Let’s set the scene: You’re interviewing Anne for a sales position and it’s going well. Anne is the most qualified applicant you’ve met and she seems like a real go-getter. You anticipate that you will offer her the job. As you’re wrapping up, Anne asks about the required hours that were listed in the job description: 9am – 5pm M-F with occasional need to stay later if necessary.
Anne tells you that she’s more than willing to stay late on occasion, but will need advance notice in order to arrange childcare for her 3 children under 10 years old. You tell Anne that due to the nature of the job, advance notice isn’t always possible. You now know that Anne has children and that her childcare obligations could affect her ability to do the job. What are your legal obligations and where do you go from here?

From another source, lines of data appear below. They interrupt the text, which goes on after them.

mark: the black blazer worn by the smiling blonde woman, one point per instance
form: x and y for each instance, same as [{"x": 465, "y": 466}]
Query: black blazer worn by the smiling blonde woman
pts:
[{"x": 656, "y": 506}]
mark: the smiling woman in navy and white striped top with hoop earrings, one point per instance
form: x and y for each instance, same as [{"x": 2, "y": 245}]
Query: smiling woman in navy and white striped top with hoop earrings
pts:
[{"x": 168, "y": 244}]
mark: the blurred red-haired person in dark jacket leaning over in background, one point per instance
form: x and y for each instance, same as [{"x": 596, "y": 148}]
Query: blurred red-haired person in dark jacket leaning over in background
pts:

Let’s get the most common misconception out of the way first; it doesn’t matter that Anne volunteered (and that you didn’t ask) whether she had children. Discrimination laws don’t prohibit employers from learning protected information. They prohibit employers from using protected information as a basis for an adverse employment decision.
So is parental status a protected characteristic? Not directly. But there are circumstances in which discrimination against caregivers might constitute unlawful disparate treatment based on sex under Title VII. For example, an employer cannot hire men with preschool age children but refuse to hire women with preschool age children. (Phillips v. Martin Marietta Corp. (U.S. 1971)). This is discrimination based on a person’s sex. But because Title VII does not prohibit discrimination based solely on parental status, an employer does not violate the disparate treatment proscription if it treats mothers and fathers in a similarly unfavorable manner compared to childless workers. In other words, employers can discriminate against parents across the board, but not against only mothers or only fathers.
There is also an important distinction between sex based assumptions about work performance (i.e., female caregivers should not, will not, or cannot be committed to their jobs) and actual, specific work performance of a particular employee. Employment decisions that are based on an employee’s actual work performance, rather than perceived inability or stereotypes, do not generally violate Title VII, even if an employee’s unsatisfactory work performance is attributable to caregiving responsibilities. For example, an employer can terminate an employee who misses work frequently because of difficulty in obtaining childcare, as long as it treats other male and female employees comparably for the same infraction.
In the case of Anne, you as the employer have every right to set the work schedules of your employees. But if you choose not to hire her because of admitted childcare restrictions, just be sure that you treat all other applicants and employees with similar issues, both male and female, the same way.